Da Arcicaccia. I dati, al 30 novembre 2016, sono stati elaborati dall’Atc Siena e presentati  a fine dicembre nel corso del convegno “Caccia e agricoltura, convivenza di norma” organizzato dall’Unione Provinciale Agricoltori di Siena. Il 74% dei danni è stato provocato dai cinghiali, il 18% dai caprioli e il restante 8% da altre specie (daino, cervo, avifauna, storno). “E questa è una stima sui danni effettivamente richiesti, senza considerare la miriade di danni che l’agricoltore non denuncia anche per senso di rassegnazione; raddoppiare questo milione di danni credo sia una stima molto realistica” ha commentato il presidente dell’Unione Agricoltori di Siena, Giuseppe Bicocchi.

All’incontro è intervenuto anche Marco Apollonio, professore dipartimento di zoologia genetica evoluzionistica dell’Università di Sassari, che ha sottolineato: “Una reale collaborazione con il mondo venatorio è l’unica soluzione possibile. Bisognerebbe introdurre dei distretti unici per la caccia al cinghiale e all’interno di questi delle comunità di cacciatori responsabili di queste zone”. Tra i relatori anche il sindaco di Montalcino Silvio Franceschelli che ha evidenziato: “Non possiamo pensare che l’unica soluzione possano essere le recinzioni, specie in una campagna come la nostra!”.

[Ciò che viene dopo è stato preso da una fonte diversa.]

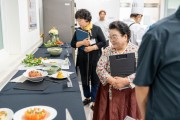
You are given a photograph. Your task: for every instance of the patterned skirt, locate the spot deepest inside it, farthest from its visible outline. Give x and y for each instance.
(123, 104)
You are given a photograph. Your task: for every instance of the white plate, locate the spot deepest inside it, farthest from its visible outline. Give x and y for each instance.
(55, 75)
(35, 79)
(20, 113)
(9, 112)
(51, 62)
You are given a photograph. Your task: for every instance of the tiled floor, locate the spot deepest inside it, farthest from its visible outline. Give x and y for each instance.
(88, 111)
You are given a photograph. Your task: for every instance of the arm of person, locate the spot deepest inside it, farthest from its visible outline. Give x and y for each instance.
(102, 66)
(91, 48)
(141, 96)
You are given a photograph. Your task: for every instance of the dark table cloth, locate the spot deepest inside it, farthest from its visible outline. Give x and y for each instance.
(56, 95)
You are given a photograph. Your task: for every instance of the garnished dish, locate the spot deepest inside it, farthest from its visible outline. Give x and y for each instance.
(35, 75)
(6, 114)
(35, 114)
(60, 75)
(30, 60)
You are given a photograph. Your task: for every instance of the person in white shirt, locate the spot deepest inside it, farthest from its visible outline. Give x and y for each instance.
(137, 30)
(103, 24)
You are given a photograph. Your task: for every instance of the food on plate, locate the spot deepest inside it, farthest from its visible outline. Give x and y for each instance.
(53, 43)
(35, 114)
(53, 62)
(34, 73)
(30, 60)
(60, 75)
(3, 115)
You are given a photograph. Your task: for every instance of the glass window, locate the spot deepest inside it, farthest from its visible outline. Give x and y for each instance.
(1, 36)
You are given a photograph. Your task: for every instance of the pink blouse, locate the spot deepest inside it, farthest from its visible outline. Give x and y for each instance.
(103, 66)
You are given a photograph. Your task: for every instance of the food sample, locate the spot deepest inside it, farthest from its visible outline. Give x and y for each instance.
(3, 115)
(35, 114)
(60, 75)
(30, 60)
(34, 73)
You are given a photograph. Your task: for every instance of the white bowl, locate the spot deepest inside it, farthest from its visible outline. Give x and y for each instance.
(35, 79)
(51, 62)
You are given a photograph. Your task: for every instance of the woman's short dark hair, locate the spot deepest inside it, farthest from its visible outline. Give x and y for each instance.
(135, 15)
(121, 27)
(102, 11)
(83, 14)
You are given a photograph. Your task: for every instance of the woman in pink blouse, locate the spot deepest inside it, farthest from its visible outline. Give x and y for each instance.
(113, 102)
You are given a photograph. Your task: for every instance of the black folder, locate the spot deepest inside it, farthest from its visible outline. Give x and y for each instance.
(81, 35)
(123, 64)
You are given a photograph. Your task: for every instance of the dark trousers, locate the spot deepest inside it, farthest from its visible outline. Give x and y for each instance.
(90, 92)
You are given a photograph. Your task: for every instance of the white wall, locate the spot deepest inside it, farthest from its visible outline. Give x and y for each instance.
(28, 37)
(18, 39)
(94, 6)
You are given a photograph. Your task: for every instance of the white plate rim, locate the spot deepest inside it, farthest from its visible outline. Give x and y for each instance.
(19, 114)
(54, 76)
(10, 113)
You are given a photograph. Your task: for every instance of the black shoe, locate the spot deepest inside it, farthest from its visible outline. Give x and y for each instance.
(86, 101)
(92, 107)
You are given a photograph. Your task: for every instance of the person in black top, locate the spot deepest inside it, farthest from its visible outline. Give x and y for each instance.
(157, 78)
(88, 57)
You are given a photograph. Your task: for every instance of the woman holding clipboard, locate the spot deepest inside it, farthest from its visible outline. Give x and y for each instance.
(113, 101)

All’incontro è intervenuto anche l’onorevole Luigi Dallai: “Sono emersi dati molto interessanti con carattere di scientificità a partire dai trend decennali di crescita della popolazione degli ungulati; aumentano i danni agli agricoltori così come gli incidenti stradali provocati da fauna selvatica. E’ un problema di cui dobbiamo farci carico rapidamente anche ampliando le modalità di controllo della selvaggina avute finora”.

“Meno leggi e più possibilità di pianificare territorialmente quell’equilibrio che dobbiamo cercare di raggiungere” ha evidenziato Luigi Mastrobuono, direttore generale di Confagricoltura, presente al convegno. “Oggi è emersa la necessità di costruire normative sulla base dei dati scientifici, in alternativa s’incapperebbe solo in burocrazia che a nulla giova” ha concluso il direttore dell’Unione agricoltori Siena, Gianluca Cavicchioli. (Fonte Confagricoltura).